本表紙第二の性 Ⅱ体験 ボーヴォワール 中嶋公子・加藤康子監訳

「愛」という言葉は男と女では全く異なる意味をもつ。そして、それこそ二つの性を隔てる深刻な誤解の原因である。パイロン[一七八八-一八二四、イギリスの詩人]は次のように的確に言った。愛は女の人生で一つの関心事にすぎない、同じような見解をニーチェは『華やかな智恵』で次のように述べている。

愛という言葉そのものが男女で違った二つのことを意味する。女にとって愛が意味するものはかなり明確である。それは単なる献身ではない。まったく躊躇せず、それが何のために考えることもなく、肉体と魂をそっくり捧げることだ。この条件が一切ないということが愛を一つの信仰(*1)にする。女がもつ唯一の信仰である。男と言えば、一人の女を愛したなら、彼が女に望むのはそのような愛である。したがって、男と女と同じ愛の感情を自分にも当てはめることはあり得ない。全面的に自分を捧げたいと願う男たちがいたとしたら、もちろん、それは男ではないだろう。

男たちは自分の人生のある時期には情熱的な恋人であったかもしれない。しかし、「恋にすべてを捧げる男」と言える男など一人もいない。最も激しく熱中する場合にも、彼らは自分を完全に捨て去りはしない。愛人の足元にひれ伏したとしても、彼らの常に変わらぬ望みは、彼女を所有し、独り占めすることである。

人生のさなかに彼らは絶対的主体にとどまる。恋人は他の諸価値の中の一つの価値にすぎない。男は女が自分の存在に同化してほしいと思う。女のなかに自分の存在が完全に飲み込まれるのは望ましいのだ。反対に、女にとって、愛は主人の為に全面的に自己放棄することである。セシル・ソヴァージュは次のように書いている。

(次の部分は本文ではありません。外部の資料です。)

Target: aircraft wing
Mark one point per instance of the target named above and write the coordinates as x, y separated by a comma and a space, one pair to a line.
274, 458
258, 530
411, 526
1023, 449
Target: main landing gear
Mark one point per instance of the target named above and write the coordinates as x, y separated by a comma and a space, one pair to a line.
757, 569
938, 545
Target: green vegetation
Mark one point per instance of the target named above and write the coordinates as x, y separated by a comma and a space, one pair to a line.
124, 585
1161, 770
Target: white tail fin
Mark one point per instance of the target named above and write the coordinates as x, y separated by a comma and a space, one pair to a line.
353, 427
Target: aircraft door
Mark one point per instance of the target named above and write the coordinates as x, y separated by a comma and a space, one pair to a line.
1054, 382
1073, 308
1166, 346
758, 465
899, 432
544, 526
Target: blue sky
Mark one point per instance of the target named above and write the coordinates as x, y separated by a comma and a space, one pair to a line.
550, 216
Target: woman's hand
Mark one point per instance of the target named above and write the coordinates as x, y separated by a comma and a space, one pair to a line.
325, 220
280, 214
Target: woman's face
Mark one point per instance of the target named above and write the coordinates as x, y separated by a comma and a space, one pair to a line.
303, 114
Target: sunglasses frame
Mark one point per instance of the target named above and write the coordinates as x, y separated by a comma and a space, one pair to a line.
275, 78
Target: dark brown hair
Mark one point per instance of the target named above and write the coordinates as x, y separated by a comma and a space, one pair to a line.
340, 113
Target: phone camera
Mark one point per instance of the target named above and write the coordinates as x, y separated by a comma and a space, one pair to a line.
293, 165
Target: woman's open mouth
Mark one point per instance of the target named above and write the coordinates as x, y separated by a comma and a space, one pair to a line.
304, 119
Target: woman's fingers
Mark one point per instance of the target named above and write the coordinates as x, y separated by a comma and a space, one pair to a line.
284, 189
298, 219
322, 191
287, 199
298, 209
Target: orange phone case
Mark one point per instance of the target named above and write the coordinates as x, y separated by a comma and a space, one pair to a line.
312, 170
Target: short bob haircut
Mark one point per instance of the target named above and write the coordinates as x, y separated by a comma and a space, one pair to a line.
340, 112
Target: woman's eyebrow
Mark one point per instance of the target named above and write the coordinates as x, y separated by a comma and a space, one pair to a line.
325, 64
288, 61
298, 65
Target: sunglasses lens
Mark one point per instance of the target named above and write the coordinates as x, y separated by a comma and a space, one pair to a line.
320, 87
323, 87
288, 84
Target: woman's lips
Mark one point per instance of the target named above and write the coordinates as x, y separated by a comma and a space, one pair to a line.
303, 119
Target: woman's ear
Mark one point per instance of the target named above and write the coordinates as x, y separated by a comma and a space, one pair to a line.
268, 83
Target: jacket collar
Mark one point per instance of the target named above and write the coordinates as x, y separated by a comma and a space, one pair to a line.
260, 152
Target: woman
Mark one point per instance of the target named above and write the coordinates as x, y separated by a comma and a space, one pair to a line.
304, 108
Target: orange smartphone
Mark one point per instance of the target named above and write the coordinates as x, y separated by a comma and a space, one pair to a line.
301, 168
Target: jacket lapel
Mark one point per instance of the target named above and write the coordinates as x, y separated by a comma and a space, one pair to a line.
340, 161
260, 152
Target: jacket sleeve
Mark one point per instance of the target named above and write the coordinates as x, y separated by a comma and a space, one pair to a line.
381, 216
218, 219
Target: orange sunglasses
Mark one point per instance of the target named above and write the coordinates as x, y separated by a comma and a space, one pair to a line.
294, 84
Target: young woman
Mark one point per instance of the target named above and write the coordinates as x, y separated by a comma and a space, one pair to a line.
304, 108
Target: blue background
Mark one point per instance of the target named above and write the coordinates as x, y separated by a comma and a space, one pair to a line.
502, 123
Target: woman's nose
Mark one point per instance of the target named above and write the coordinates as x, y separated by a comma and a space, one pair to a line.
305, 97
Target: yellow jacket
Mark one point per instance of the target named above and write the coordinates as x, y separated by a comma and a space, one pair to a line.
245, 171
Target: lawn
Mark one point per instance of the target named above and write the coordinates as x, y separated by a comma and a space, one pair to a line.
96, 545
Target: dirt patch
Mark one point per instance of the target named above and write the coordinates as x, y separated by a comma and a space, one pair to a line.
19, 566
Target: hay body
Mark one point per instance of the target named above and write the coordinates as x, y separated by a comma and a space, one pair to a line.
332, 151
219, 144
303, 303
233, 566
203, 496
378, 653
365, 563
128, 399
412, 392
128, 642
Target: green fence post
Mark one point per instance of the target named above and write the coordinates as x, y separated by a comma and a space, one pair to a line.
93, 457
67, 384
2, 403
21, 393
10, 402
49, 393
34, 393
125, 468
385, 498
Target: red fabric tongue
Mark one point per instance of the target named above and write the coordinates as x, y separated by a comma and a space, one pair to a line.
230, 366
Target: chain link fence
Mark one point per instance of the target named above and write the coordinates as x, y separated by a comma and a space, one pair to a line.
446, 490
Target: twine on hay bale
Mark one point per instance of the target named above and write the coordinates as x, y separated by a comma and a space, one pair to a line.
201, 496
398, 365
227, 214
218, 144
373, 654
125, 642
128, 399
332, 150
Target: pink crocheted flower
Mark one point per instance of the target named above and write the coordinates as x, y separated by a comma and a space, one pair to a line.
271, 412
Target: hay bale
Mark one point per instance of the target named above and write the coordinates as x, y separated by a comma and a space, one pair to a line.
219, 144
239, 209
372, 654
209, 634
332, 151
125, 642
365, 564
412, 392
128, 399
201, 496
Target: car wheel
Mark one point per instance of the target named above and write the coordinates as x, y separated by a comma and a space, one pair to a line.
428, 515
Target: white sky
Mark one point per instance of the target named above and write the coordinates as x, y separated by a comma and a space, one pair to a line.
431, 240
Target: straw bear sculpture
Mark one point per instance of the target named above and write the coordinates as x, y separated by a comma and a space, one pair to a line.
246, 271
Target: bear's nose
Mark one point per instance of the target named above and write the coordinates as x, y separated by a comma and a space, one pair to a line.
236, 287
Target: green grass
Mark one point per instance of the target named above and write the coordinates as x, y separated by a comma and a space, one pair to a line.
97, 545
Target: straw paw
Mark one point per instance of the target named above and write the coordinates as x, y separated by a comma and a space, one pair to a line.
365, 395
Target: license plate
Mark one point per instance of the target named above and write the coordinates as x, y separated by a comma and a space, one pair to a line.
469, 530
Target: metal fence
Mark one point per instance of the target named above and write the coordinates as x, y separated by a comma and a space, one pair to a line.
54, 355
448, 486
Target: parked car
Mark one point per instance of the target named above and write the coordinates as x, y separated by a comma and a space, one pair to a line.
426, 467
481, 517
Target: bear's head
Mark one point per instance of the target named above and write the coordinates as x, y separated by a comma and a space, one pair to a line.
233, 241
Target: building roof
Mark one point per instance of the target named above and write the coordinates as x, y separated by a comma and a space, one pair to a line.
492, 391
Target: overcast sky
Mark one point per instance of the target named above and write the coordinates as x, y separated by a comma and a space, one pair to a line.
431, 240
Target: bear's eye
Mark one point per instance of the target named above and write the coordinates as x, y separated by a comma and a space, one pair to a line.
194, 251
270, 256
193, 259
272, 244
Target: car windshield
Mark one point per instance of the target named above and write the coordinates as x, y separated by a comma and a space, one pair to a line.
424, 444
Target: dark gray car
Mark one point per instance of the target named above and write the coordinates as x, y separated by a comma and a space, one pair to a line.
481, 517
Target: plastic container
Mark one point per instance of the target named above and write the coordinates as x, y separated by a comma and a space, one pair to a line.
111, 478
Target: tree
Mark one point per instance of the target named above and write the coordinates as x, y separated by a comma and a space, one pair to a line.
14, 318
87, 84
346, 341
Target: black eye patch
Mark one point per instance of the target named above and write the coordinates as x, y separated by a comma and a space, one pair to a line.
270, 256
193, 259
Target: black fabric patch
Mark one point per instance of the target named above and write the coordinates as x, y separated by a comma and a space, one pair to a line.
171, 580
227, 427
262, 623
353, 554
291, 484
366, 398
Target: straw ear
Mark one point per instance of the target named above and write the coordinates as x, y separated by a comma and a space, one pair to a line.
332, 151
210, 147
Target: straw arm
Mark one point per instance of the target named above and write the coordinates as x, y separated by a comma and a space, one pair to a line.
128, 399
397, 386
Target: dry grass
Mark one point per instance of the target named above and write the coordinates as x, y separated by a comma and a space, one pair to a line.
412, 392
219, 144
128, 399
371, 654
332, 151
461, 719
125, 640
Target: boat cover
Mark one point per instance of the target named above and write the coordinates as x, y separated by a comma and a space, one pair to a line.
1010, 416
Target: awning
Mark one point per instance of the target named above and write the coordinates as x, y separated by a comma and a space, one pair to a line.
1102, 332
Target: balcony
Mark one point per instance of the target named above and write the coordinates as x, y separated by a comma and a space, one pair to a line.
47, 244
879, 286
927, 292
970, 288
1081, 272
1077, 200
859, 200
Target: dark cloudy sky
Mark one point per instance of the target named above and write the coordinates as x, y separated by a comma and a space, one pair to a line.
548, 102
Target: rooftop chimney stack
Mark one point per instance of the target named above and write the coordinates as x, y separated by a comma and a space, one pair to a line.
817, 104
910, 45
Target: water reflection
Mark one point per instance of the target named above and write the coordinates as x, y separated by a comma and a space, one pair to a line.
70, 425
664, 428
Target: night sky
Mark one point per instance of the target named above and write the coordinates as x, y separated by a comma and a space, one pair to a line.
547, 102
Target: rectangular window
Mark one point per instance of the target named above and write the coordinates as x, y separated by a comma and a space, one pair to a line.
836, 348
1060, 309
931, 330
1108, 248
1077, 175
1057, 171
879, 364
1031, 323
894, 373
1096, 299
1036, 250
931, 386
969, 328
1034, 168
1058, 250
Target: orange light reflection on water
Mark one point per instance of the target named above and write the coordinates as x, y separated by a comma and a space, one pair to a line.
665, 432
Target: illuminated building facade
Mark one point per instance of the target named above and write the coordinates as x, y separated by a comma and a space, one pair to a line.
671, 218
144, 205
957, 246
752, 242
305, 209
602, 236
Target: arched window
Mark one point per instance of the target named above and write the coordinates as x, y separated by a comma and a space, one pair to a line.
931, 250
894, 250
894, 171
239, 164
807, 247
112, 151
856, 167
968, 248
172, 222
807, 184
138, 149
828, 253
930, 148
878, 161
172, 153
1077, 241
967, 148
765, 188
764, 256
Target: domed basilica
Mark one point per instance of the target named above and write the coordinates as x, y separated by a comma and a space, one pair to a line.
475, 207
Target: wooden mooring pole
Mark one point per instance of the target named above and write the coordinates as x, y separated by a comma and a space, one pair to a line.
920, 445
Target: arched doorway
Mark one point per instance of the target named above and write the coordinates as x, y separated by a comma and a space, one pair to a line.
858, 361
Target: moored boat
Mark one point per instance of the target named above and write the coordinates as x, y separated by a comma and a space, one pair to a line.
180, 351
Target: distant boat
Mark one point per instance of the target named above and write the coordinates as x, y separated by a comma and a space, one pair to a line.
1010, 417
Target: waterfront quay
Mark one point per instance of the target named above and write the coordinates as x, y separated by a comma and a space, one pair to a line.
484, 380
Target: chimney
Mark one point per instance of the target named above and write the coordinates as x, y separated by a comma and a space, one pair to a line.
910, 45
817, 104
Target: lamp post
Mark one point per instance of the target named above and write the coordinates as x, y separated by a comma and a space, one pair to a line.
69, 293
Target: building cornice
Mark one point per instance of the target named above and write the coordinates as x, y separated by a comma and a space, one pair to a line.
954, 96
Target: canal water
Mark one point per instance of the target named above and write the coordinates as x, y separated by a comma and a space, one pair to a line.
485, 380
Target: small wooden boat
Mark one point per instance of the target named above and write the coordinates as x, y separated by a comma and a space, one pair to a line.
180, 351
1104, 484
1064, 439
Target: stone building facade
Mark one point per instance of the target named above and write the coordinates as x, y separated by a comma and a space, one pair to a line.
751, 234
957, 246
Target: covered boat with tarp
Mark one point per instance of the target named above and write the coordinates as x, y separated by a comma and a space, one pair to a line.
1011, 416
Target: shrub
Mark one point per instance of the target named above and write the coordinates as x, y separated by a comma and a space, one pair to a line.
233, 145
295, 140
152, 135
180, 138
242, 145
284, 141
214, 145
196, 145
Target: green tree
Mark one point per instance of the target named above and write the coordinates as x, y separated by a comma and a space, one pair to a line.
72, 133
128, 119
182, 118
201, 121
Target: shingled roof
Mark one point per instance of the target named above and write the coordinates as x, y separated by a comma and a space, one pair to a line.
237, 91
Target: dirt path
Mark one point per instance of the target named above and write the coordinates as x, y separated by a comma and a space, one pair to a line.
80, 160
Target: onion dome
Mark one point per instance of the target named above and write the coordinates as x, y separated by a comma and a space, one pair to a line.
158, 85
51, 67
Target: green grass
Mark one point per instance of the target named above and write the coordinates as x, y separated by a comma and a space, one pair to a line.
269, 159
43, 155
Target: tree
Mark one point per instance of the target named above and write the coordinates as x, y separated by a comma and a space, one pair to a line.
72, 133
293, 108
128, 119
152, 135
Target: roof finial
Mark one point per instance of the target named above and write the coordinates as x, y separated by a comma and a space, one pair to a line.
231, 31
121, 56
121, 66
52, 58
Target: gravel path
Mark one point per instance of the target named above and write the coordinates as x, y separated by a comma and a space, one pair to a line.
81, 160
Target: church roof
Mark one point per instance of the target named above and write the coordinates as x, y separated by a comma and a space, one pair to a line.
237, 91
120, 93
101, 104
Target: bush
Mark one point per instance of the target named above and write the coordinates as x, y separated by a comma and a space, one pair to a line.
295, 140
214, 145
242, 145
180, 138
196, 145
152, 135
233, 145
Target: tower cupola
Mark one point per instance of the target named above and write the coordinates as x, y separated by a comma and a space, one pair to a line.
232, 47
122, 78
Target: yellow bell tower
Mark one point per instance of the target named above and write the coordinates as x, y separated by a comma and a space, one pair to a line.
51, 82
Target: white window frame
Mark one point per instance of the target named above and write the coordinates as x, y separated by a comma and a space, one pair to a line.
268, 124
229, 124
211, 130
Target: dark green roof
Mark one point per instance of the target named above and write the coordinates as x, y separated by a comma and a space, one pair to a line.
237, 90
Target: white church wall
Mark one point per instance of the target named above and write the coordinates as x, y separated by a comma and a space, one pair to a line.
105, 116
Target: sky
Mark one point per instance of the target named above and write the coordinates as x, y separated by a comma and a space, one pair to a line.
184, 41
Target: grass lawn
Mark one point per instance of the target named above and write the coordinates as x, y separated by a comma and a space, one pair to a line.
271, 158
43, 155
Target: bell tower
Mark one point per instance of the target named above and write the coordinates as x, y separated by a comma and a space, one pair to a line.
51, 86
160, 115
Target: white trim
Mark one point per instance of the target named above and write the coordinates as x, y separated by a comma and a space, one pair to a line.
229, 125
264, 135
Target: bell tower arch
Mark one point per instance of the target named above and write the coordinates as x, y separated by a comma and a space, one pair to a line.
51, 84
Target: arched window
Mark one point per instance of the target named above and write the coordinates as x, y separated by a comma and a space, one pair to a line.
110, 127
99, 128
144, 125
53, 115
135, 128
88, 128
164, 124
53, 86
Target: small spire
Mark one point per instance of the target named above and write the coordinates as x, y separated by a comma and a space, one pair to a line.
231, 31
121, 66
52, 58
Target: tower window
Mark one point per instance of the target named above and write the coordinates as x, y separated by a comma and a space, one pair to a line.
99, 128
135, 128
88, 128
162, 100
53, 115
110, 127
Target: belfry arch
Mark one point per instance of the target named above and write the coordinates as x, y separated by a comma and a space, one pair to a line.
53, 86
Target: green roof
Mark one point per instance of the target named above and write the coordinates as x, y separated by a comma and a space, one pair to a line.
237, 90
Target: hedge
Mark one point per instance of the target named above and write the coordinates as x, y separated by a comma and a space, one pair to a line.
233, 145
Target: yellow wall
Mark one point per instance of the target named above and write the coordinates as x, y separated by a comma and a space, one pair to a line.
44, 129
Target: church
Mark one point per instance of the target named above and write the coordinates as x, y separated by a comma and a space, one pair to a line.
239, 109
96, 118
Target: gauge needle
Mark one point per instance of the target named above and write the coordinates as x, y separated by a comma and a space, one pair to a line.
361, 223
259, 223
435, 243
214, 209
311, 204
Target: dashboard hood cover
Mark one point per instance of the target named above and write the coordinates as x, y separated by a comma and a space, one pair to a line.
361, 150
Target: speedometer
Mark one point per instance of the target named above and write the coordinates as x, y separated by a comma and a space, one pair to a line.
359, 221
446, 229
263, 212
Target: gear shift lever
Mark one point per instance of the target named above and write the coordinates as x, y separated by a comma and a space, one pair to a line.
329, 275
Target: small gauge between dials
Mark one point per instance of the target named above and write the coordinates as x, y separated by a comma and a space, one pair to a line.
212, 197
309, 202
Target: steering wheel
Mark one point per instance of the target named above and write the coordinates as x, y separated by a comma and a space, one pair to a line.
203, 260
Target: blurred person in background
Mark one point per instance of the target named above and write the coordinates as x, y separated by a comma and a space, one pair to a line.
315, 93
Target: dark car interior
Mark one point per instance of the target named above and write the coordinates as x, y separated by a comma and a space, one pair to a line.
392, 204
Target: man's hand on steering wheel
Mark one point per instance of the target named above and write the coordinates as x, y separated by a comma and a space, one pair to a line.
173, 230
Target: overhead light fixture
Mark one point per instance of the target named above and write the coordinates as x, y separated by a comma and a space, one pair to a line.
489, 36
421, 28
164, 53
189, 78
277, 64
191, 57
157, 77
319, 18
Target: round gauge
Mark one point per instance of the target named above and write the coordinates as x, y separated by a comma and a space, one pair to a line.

愛するとき、女は自分自身の人格を忘れなければなりません。これは自然の法則なのです。女は主人がいなければ存在しません。女は主人なしでは、あちこちに散乱する花束に過ぎません。

実を言えば、ここに関わってくるのは自然の法則ではない。男と女の状況の違いが、愛について男と女が創り上げる観念のなかに反映されるのだ。主体であり、自分自身である個人が超越への高潔な性向をもつならば、世界への手がかりを拡大しようと努める。

その人間は野心に燃えて、行動する。ところが非本質的な存在は自分の主体性の中心に絶対的なものを見いだせない。内在に捧げられる存在は行為を通して自分を実現できないのだ。女は、子どもの頃から、限定されたものの領域に閉じ込められ、将来男のものになるように決められ、男を自分が対等になれない支配者とみなすことに慣れてしまっている。

それでもなお人間でありたいという自分の要求を押し殺してしまえなかった女が切望するのは、こうした優越的存在の一つに向けて自分の存在を乗り越えることである。絶対的主体に自分を一体化させ、それと一つになるのだ。彼女に対して絶対的なもの、本質的なものに示されたものに肉体と魂を一体化する他に進むべき道はないのである。

いずれにせよ、依存を強いられるのなら、両親、夫、保護者などの専制君主に従うよりむしろ、神に奉仕するほうがいい。彼女は自分の隷属を熱烈に求めることを選択する。それが自分の自由の表現と思えるからだ。自分の置かれた非本質的な客体の状況を徹底して引き受け、感情、行動を通して、愛する男をこのうえないものと称える。彼を価値として、最高の実在として認める。そして、彼を前にして彼女は自分を無にしてしまうだろう。愛は女にとって一つの宗教となるのである。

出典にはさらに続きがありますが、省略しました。